Menurut hemat saya, sebagai contoh, ekonomi neoliberal yang kini dianut pemerintah adalah akibat lemahnya sikap politik berasas Pancasila dari para pengelola kebijakan ekonomi dan keuangan. Mereka meninggalkan nilai-nilai dasar Pancasila dengan alasan kelenturan ideologi bertopeng efisiensi. Contoh konkrit, kata mereka, lebih efisien mengimpor beras daripada susah-payah membuka lahan baru. Anehnya, di negeri eyangnya neoliberal, petani justru diproteksi. Akhirnya, Indonesia hanyut terbawa arus neoliberalisme, kapitalisme dan individualisme. Pancasila hanya menjadi pajangan. Impreliasme ekonomi menguasai Indonesia.

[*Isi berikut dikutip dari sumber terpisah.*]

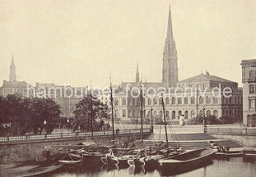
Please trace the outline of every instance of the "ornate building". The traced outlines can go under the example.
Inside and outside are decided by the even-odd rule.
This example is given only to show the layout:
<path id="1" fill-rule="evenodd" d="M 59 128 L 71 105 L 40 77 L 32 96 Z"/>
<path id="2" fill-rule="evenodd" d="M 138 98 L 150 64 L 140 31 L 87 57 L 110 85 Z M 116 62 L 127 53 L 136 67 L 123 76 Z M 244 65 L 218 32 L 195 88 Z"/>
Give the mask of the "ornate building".
<path id="1" fill-rule="evenodd" d="M 131 96 L 130 93 L 134 92 L 134 95 L 136 95 L 140 92 L 139 88 L 142 86 L 144 86 L 146 89 L 154 88 L 158 90 L 162 87 L 166 88 L 184 88 L 185 85 L 193 89 L 192 92 L 186 92 L 186 96 L 177 97 L 174 90 L 171 90 L 164 95 L 167 119 L 178 121 L 182 115 L 186 120 L 202 115 L 203 108 L 205 108 L 204 113 L 206 116 L 231 117 L 234 120 L 242 116 L 242 88 L 238 87 L 238 83 L 210 75 L 208 72 L 206 74 L 202 73 L 178 81 L 178 54 L 173 36 L 170 10 L 169 10 L 167 36 L 163 50 L 162 82 L 153 83 L 139 81 L 138 65 L 135 78 L 135 82 L 122 82 L 121 91 L 114 94 L 114 115 L 117 116 L 122 118 L 139 116 L 142 104 L 140 97 L 134 98 Z M 219 90 L 214 89 L 215 87 L 218 87 Z M 230 97 L 223 96 L 223 89 L 227 87 L 230 88 L 232 92 Z M 134 88 L 137 88 L 137 89 L 133 91 Z M 205 89 L 206 92 L 204 92 Z M 200 95 L 198 90 L 204 92 L 204 95 Z M 219 94 L 219 96 L 214 96 L 213 94 Z M 102 100 L 106 100 L 110 106 L 109 96 L 101 99 Z M 142 105 L 144 117 L 151 115 L 151 110 L 153 110 L 152 113 L 154 119 L 162 118 L 161 99 L 159 96 L 152 98 L 146 95 Z"/>
<path id="2" fill-rule="evenodd" d="M 256 127 L 256 59 L 242 61 L 243 124 Z"/>

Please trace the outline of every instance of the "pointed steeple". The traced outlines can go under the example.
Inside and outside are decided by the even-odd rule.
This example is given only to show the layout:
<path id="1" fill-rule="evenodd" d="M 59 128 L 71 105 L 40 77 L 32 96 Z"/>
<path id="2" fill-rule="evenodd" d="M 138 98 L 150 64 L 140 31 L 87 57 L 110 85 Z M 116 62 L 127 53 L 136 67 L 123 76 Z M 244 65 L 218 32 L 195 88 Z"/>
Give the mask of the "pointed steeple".
<path id="1" fill-rule="evenodd" d="M 167 35 L 162 58 L 162 83 L 166 88 L 176 88 L 178 79 L 178 54 L 173 35 L 173 25 L 171 20 L 170 6 L 169 6 L 169 17 L 167 25 Z"/>
<path id="2" fill-rule="evenodd" d="M 171 22 L 170 6 L 169 6 L 169 18 L 168 18 L 166 40 L 173 41 L 173 23 Z"/>
<path id="3" fill-rule="evenodd" d="M 11 63 L 10 65 L 10 75 L 9 75 L 9 81 L 16 81 L 16 68 L 14 65 L 14 53 L 12 54 Z"/>
<path id="4" fill-rule="evenodd" d="M 139 82 L 139 73 L 138 73 L 138 62 L 137 62 L 137 70 L 136 70 L 136 83 Z"/>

Maka, dalam pandangan saya, kriteria seseorang untuk menjabat menteri (pembantu Presiden), keberpihakan atau sikap politik yang teguh pada Pancasila adalah jauh lebih penting daripada nilai kompetensi (profesional). Jadi, seorang politisi (berideologi Pancasila dan taat asas) yang memiliki kompetensi (profesional) adalah jauh lebih baik (memiliki nilai tambah) menjadi menteri, daripada seseorang profesional murni yang apolitik dan/atau punya sikap politik yang netral/anti Pancasila.
Menteri itu adalah jabatan politik. Leadership politik itu diasah di partai politik. Seorang prefesional yang tidak pernah berani bersikap dalam politik, paling tidak pernah menjadi aktivis, sangat pantas diragukan kemampuan leadershipnya sebagai menteri yang adalah jabatan politik. Jabatan politik itu adalah suatu sarana kepemimpinan dan upaya kekuasaan (penentuan kebijakan publik) untuk mewujudkan kepedulian dan keberpihakan kepada rakyat, bangsa dan negara.

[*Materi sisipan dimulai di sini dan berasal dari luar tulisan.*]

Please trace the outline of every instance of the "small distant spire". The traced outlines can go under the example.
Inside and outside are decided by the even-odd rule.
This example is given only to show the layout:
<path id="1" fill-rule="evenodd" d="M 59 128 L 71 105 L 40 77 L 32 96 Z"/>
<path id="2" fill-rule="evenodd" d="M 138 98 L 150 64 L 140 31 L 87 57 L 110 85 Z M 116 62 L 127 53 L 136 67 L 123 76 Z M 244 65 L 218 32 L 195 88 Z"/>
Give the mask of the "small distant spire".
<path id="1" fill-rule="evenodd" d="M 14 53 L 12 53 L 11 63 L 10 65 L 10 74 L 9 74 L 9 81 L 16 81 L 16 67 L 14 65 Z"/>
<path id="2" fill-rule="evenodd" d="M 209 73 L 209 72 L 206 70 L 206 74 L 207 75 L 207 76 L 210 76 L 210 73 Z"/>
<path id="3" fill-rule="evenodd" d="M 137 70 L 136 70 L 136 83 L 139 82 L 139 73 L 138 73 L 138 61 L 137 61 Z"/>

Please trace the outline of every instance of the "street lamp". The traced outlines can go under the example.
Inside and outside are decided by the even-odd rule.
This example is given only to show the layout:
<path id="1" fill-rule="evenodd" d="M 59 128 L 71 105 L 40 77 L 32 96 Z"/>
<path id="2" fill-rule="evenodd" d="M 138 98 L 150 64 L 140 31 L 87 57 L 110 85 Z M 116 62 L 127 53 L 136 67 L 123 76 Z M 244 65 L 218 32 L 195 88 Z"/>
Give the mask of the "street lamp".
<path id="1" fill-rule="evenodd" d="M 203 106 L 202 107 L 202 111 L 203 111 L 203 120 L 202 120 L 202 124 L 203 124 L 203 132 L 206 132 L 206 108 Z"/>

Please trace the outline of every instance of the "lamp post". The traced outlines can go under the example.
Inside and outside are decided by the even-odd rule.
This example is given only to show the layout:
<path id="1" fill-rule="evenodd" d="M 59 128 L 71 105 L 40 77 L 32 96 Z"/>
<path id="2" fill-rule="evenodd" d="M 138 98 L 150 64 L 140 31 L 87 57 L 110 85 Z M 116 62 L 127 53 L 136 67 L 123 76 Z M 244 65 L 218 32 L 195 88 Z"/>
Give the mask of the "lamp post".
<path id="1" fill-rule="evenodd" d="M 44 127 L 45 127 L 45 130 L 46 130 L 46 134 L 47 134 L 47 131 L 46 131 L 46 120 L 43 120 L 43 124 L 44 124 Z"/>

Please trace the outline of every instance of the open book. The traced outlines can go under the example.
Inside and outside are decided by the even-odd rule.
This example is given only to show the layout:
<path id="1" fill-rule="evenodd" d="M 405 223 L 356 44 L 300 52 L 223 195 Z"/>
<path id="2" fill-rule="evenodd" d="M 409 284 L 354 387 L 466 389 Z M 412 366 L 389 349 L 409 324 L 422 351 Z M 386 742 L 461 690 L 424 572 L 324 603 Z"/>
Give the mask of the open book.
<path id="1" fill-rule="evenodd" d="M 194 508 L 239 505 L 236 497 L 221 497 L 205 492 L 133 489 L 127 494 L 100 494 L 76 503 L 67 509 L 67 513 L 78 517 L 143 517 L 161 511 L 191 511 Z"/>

Jabatan menteri itu bukan jabatan (jenjang karier) profesional (kompetensi teknis), melainkan jabatan politik, yang adalah jabatan kepemimpinan politik. Seorang menteri tidak harus paham (kompeten) secara teknis (detail) mengenai segala bidang tugas di kementeriannya. Dia lebih dituntut memiliki kemampuan (kompetensi) dalam kepemimpinan yang menentukan arah tujuan dan menjamin tujuan itu akan dicapai. Kepemimpinan politik (visi dan arah tujuan) yang mempu menggerakkan para staf (dirjen, direktur, dsbnya) yang kompeten (ahli, profesional) di kementeriannya. Dalam konteks ini, makanya persyaratan menjadi Presiden pun tidak mesti bergelar Profesor Doktor, tetapi cukup setingkat Sekolah Menengah Atas saja, asalkan memiliki kompetensi kepemimpinan politik, yang diuji (dipilih rakyat) dalam Pemilu.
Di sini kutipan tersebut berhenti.